Tuesday 5 April 2016

Linux internals for waitqueue/wakeup functions

Wait queues and wakeup in linux kernel  :

I am using the kernel version 3.19 for the depiction of waitqueue functions :

First there is waitqueue head and the waitqueue.

The waitqueue structure is  :
 20 struct __wait_queue {
 21         unsigned int            flags;
 22         void                    *private;
 23         wait_queue_func_t       func;
 24         struct list_head        task_list;
 25 };
 12 typedef struct __wait_queue wait_queue_t;

So basically it has a wait_queue function and a task_list.

Also the wait structure is as follows :

 39 struct __wait_queue_head {
 40         spinlock_t              lock;
 41         struct list_head        task_list;
 42 };
 43 typedef struct __wait_queue_head wait_queue_head_t;

Wait queue head has just the task list embedded in it.

Initially to make a linked list of task we declare and define the wait_queue head.

 63 #define DECLARE_WAIT_QUEUE_HEAD(name) \
 64         wait_queue_head_t name = __WAIT_QUEUE_HEAD_INITIALIZER(name)

 59 #define __WAIT_QUEUE_HEAD_INITIALIZER(name) {                           \
 60         .lock           = __SPIN_LOCK_UNLOCKED(name.lock),              \
 61         .task_list      = { &(name).task_list, &(name).task_list } }

These steps initializes the spinlock and the task list.

Initializing the wait_queue head is done like :

 72 extern void __init_waitqueue_head(wait_queue_head_t *q, const char *name, struct lock_class_key *);
 73
 74 #define init_waitqueue_head(q)                          \
 75         do {                                            \
 76                 static struct lock_class_key __key;     \
 77                                                         \
 78                 __init_waitqueue_head((q), #q, &__key); \
 79         } while (0)

 kernel/sched/wait.c
 14 void __init_waitqueue_head(wait_queue_head_t *q, const char *name, struct lock_class_key *key)
 15 {
 16         spin_lock_init(&q->lock);
 17         lockdep_set_class_and_name(&q->lock, key, name);
 18         INIT_LIST_HEAD(&q->task_list);
 19 }


Now we need to initialize the wait queue.

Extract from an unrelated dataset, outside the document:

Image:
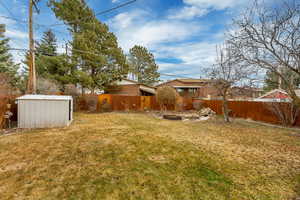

 51 #define __WAITQUEUE_INITIALIZER(name, tsk) {                            \
 52         .private        = tsk,                                          \
 53         .func           = default_wake_function,                        \
 54         .task_list      = { NULL, NULL } }
 55
 56 #define DECLARE_WAITQUEUE(name, tsk)                                    \
 57         wait_queue_t name = __WAITQUEUE_INITIALIZER(name, tsk)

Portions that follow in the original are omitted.